Edge n-gram token filter
The edge_ngram
token filter is very similar to the ngram
token filter, where a particular string is split into substrings of different lengths. The edge_ngram
token filter, however, generates n-grams (substrings) only from the beginning (edge) of a token. It’s particularly useful in scenarios like autocomplete or prefix matching, where you want to match the beginning of words or phrases as the user types them.
Parameters
The edge_ngram
token filter can be configured with the following parameters.

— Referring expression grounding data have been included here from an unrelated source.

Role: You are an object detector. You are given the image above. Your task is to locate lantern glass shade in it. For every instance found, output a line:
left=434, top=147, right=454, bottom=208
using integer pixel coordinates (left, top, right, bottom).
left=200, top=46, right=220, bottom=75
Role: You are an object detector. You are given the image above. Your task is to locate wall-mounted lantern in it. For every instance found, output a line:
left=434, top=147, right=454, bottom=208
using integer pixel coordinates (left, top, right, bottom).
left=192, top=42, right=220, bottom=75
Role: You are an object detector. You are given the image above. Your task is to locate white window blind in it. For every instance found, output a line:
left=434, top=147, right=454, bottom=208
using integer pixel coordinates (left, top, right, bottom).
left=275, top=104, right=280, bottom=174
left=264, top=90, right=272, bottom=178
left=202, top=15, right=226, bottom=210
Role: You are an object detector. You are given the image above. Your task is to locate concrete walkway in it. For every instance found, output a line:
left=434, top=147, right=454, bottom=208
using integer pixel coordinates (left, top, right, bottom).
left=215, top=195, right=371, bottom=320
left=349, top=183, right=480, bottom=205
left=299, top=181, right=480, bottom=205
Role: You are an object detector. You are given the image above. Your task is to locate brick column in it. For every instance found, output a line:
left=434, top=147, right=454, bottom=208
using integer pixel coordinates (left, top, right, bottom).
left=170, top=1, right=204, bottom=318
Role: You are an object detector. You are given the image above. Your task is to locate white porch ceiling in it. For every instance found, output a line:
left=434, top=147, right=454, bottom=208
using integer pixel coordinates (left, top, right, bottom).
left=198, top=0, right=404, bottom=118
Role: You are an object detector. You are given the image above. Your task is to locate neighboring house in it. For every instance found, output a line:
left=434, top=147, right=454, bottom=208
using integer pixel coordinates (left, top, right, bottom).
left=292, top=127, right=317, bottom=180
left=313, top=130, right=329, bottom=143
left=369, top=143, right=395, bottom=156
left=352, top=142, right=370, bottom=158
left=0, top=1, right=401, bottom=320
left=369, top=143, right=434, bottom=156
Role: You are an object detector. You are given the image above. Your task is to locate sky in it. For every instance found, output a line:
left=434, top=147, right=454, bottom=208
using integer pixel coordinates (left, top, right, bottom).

Parameter | Required/Optional | Data type | Description |
---|---|---|---|
min_gram | Optional | Integer | The minimum length of the n-grams that will be generated. Default is 1 . |
max_gram | Optional | Integer | The maximum length of the n-grams that will be generated. Default is 1 for the edge_ngram filter and 2 for custom token filters. Avoid setting this parameter to a low value. If the value is set too low, only very short n-grams will be generated and the search term will not be found. For example, if max_gram is set to 3 and you index the word “banana”, the longest generated token will be “ban”. If the user searches for “banana”, no matches will be returned. You can use the truncate token filter as a search analyzer to mitigate this risk. |
preserve_original | Optional | Boolean | Includes the original token in the output. Default is false . |
Example
The following example request creates a new index named edge_ngram_example
and configures an analyzer with the edge_ngram
filter:
PUT /edge_ngram_example
{
"settings": {
"analysis": {
"filter": {
"my_edge_ngram": {
"type": "edge_ngram",
"min_gram": 3,
"max_gram": 4
}
},
"analyzer": {
"my_analyzer": {
"type": "custom",
"tokenizer": "standard",
"filter": ["lowercase", "my_edge_ngram"]
}
}
}
}
}
copy
Generated tokens
Use the following request to examine the tokens generated using the analyzer:
POST /edge_ngram_example/_analyze
{
"analyzer": "my_analyzer",
"text": "slow green turtle"
}
copy
The response contains the generated tokens:
{
"tokens": [
{
"token": "slo",
"start_offset": 0,
"end_offset": 4,
"type": "<ALPHANUM>",
"position": 0
},
{
"token": "slow",
"start_offset": 0,
"end_offset": 4,
"type": "<ALPHANUM>",
"position": 0
},
{
"token": "gre",
"start_offset": 5,
"end_offset": 10,
"type": "<ALPHANUM>",
"position": 1
},
{
"token": "gree",
"start_offset": 5,
"end_offset": 10,
"type": "<ALPHANUM>",
"position": 1
},
{
"token": "tur",
"start_offset": 11,
"end_offset": 17,
"type": "<ALPHANUM>",
"position": 2
},
{
"token": "turt",
"start_offset": 11,
"end_offset": 17,
"type": "<ALPHANUM>",
"position": 2
}
]
}